As recently as April the IMF was saying the UK would suffer a recession this year, and has only managed to get its forecast right twice since 2016

The international body marginally improved its expectations for Britain this year to 0.5 per cent growth, after GDP performed better than it had thought. But it slashed the level for next year from 1 per cent to just 0.6 per cent

Chancellor Jeremy Hunt said: ‘The IMF have upgraded growth for this year and downgraded it for next – but longer term they say our growth will be higher than France, Germany or Italy.

‘To get there we need to deal with inflation and do more to unlock growth – which I will be focusing on in the upcoming Autumn Statement.’

The IMF said UK interest rates are set to remain high for ‘a little while longer’, into at least next year, due to concerns over persistent inflation.

Bosses at the finance body said the global economy is ‘limping along’ amid pressure from persistent inflation and higher borrowing costs in its latest economic outlook.

The anticipated 0.5 per cent expansion this year would be the second weakest performance the G7, behind Germany.

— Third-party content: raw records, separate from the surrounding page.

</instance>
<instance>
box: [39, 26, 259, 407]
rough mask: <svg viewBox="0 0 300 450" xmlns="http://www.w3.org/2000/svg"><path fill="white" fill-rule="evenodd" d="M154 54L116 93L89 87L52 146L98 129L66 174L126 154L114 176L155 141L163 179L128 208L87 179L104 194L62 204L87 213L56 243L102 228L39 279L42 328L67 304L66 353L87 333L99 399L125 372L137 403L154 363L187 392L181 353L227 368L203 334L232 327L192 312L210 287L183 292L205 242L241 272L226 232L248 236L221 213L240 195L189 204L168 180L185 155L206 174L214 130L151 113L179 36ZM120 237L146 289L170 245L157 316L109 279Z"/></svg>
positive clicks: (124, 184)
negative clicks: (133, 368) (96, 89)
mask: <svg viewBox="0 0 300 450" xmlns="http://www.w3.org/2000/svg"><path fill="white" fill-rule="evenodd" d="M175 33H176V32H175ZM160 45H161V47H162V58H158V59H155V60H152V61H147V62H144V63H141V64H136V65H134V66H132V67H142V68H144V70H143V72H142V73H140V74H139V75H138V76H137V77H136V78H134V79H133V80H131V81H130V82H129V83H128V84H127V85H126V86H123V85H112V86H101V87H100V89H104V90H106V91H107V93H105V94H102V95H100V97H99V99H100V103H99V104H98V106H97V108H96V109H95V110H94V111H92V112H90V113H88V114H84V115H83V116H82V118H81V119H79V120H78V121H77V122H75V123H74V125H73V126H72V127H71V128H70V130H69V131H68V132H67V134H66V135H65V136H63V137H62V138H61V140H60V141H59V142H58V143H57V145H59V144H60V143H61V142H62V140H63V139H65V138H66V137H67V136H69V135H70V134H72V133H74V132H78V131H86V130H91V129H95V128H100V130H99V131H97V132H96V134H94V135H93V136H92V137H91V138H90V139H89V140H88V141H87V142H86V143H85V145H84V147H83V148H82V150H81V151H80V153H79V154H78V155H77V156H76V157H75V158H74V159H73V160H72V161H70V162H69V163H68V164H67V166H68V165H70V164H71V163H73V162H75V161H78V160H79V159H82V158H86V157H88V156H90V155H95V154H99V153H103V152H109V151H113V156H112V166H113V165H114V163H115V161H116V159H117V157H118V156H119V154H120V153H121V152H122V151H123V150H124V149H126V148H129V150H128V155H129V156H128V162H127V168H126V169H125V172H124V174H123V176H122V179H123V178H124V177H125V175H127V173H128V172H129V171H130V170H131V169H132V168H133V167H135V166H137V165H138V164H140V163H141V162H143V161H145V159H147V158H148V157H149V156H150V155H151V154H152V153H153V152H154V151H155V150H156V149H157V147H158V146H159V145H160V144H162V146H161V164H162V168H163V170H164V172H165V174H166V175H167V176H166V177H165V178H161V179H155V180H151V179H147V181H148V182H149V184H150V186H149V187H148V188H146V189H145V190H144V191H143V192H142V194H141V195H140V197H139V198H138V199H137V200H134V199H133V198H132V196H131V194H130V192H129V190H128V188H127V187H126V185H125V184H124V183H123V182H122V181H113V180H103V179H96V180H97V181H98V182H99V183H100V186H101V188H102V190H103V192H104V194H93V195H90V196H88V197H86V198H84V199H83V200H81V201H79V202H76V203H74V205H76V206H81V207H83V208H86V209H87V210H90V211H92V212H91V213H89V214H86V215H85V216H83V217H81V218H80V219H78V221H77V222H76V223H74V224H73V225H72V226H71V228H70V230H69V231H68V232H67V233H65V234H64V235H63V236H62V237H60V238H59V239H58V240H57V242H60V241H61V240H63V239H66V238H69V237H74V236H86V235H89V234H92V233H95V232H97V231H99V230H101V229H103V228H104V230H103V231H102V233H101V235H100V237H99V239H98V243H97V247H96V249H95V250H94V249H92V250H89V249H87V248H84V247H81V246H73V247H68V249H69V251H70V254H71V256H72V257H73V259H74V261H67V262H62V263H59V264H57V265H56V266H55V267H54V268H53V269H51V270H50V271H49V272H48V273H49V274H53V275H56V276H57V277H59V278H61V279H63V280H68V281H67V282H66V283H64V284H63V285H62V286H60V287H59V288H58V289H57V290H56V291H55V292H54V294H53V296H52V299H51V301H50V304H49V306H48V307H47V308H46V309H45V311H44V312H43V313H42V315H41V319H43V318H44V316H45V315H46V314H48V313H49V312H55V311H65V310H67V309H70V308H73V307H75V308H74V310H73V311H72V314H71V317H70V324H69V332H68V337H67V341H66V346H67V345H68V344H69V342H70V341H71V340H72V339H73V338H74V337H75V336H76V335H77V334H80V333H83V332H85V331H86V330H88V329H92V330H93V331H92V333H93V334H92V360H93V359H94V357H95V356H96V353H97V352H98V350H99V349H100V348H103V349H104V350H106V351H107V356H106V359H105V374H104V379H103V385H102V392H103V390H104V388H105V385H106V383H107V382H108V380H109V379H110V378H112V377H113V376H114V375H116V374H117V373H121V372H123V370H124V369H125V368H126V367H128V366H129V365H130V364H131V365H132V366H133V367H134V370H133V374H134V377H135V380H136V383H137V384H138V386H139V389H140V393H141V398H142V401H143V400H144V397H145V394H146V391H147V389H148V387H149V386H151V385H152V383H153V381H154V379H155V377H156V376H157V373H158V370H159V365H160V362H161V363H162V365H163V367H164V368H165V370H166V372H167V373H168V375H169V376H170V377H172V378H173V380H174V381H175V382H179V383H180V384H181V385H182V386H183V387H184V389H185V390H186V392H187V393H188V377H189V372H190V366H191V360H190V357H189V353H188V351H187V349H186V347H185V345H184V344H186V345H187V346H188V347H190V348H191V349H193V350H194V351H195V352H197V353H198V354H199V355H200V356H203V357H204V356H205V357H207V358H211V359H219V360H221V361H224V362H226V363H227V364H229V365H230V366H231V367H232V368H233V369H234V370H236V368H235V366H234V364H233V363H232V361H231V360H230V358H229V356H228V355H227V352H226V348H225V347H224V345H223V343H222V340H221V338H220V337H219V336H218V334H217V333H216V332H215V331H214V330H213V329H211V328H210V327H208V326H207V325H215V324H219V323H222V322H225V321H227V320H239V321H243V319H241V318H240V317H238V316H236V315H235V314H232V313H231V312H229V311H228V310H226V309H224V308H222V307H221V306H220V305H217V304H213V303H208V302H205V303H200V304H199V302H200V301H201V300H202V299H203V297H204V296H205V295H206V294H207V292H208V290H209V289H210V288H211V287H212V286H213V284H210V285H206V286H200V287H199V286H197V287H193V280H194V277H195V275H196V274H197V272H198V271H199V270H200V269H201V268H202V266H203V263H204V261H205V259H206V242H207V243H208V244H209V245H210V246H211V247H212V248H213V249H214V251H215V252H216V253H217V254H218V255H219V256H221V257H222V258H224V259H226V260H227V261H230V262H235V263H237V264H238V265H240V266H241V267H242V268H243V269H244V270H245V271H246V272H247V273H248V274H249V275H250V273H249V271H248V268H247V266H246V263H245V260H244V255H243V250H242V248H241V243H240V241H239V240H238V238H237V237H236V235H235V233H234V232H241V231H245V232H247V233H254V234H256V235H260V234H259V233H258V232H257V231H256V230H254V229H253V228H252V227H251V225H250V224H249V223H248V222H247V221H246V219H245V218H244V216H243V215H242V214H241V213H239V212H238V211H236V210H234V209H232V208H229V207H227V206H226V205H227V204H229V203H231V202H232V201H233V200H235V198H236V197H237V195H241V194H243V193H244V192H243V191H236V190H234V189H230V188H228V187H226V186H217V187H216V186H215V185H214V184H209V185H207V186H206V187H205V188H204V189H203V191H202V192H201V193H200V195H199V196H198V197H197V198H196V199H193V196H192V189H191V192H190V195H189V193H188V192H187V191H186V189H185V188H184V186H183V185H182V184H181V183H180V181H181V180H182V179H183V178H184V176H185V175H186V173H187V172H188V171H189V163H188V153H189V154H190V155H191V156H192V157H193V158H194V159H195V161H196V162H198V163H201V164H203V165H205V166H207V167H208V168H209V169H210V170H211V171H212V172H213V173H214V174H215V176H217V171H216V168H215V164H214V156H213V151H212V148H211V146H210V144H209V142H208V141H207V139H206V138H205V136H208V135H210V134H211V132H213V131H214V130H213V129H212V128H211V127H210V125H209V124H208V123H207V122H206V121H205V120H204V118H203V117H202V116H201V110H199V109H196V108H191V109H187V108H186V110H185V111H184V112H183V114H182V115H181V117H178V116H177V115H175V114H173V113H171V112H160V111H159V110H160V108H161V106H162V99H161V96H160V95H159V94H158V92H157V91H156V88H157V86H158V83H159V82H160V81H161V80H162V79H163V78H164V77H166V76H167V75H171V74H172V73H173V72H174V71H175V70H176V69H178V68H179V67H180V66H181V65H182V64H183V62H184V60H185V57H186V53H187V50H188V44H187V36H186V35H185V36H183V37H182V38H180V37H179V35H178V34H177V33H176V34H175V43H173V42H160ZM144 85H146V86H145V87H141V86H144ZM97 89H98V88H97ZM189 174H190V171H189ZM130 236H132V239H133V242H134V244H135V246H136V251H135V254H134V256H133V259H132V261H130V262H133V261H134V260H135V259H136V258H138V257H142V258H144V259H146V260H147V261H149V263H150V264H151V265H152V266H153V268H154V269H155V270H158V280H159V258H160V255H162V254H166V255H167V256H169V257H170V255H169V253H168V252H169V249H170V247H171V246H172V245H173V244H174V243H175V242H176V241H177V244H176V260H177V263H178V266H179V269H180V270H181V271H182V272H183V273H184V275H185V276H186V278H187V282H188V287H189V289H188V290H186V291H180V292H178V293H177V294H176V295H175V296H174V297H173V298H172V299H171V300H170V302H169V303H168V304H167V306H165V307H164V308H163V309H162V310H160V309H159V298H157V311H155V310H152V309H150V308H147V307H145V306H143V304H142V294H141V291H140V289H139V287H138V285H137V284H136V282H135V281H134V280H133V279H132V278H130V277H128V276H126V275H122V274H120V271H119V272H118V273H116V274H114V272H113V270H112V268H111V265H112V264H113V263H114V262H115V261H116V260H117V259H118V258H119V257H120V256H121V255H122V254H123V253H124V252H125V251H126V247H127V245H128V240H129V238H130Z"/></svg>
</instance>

It had previously pointed towards 1 per cent growth for 2024 but reduced that to 0.6 per cent.

The IMF said: ‘The decline in (UK) growth reflects tighter monetary policies to curb still-high inflation and lingering impacts of the terms-of-trade shock from high energy prices.’

The Bank of England’s base interest rate currently sits at 5.25% after policymakers held the level last month.

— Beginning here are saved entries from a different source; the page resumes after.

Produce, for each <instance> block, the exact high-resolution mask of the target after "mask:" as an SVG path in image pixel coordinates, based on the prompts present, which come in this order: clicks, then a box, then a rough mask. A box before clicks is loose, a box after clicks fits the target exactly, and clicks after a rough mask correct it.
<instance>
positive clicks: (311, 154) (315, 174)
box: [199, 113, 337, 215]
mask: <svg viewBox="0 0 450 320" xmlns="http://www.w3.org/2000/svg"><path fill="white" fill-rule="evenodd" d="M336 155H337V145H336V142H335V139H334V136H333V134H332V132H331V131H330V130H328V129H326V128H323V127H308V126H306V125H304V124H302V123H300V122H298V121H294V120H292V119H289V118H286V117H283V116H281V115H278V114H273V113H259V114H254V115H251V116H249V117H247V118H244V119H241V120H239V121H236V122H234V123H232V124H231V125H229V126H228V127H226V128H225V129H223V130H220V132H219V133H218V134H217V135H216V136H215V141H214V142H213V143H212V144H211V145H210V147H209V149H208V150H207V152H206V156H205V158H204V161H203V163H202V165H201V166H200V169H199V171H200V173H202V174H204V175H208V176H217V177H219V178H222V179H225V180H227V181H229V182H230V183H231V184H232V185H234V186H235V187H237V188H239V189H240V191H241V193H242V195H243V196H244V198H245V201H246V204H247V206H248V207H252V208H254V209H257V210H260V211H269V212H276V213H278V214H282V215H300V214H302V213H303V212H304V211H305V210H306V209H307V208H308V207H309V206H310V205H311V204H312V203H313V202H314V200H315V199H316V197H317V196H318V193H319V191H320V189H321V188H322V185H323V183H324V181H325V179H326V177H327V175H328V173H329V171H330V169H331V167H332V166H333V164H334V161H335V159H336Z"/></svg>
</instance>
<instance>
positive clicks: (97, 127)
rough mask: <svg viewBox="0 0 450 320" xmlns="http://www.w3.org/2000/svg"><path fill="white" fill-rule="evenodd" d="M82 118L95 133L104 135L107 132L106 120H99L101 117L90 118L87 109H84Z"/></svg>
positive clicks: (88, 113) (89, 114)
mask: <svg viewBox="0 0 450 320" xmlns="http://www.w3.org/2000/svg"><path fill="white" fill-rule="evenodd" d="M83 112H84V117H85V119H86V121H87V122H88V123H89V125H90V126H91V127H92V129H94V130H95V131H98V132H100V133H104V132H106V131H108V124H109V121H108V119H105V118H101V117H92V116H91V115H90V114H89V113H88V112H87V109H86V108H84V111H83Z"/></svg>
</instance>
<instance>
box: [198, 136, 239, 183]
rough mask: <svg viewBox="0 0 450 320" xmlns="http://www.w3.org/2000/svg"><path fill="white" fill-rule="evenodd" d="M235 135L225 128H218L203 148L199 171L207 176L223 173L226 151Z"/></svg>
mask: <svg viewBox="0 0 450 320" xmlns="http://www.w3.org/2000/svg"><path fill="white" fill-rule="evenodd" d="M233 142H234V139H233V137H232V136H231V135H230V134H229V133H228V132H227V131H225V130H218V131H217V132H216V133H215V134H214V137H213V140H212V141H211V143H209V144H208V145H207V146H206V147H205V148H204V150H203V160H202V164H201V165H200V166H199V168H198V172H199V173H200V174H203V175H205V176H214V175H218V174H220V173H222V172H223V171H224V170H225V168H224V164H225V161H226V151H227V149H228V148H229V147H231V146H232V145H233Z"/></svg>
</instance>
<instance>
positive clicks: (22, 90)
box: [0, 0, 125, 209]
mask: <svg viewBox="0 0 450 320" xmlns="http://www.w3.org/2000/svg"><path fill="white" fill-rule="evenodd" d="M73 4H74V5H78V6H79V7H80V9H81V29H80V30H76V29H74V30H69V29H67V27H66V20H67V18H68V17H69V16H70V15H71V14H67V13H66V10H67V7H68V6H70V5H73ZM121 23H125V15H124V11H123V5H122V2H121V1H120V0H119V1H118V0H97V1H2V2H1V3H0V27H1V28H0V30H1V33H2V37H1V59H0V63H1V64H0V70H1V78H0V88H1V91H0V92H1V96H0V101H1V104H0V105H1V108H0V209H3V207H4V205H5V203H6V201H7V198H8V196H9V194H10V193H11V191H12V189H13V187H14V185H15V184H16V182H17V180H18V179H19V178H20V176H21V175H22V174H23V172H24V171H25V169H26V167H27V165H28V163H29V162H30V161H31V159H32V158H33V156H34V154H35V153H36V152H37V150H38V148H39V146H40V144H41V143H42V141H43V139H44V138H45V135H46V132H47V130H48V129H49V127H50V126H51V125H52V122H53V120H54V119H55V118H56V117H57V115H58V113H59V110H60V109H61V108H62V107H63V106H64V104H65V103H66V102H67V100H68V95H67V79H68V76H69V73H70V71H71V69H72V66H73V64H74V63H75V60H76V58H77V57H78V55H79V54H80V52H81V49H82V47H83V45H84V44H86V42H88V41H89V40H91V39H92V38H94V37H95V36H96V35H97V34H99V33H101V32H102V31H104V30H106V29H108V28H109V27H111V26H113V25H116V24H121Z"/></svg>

IMF director of research Pierre-Olivier Gourinchas said: ‘The general perspective on the UK is that we have relatively subdued growth, we have falling momentum and we have a labour market which is cooling but inflation remains quite persistent.

‘That is going to require monetary policy to remain tight for a little while longer into next year.’

The IMF suggested the UK will see CPI inflation of 7.7 per cent for the current year, but that will slow to 3.7 per cent next year. 

Global GDP is expected to rise by 3 per cent this year and 2.9 per cent next year, according to the latest forecast.

Mr Gourinchas said: ‘The global economy continues to recover from the pandemic, Russia’s invasion of Ukraine and the cost-of-living crisis. In retrospect, the resilience has been remarkable.

Chancellor Jeremy Hunt said UK growth was still expected to be higher than France, Germany or Italy in the long term 

‘Despite war-disrupted energy and food markets and unprecedented monetary tightening to combat decades-high inflation, economic activity has slowed but not stalled.

‘Even so, growth remains slow and uneven, with widening divergences. The global economy is limping along, not sprinting.’

Shadow chief secretary to the Treasury Darren Jones said: ‘Britain is still paying the price for the Conservatives’ disastrous mismanagement of the economy that is forecast to leave us with the lowest growth in the G7 and working people worse off.’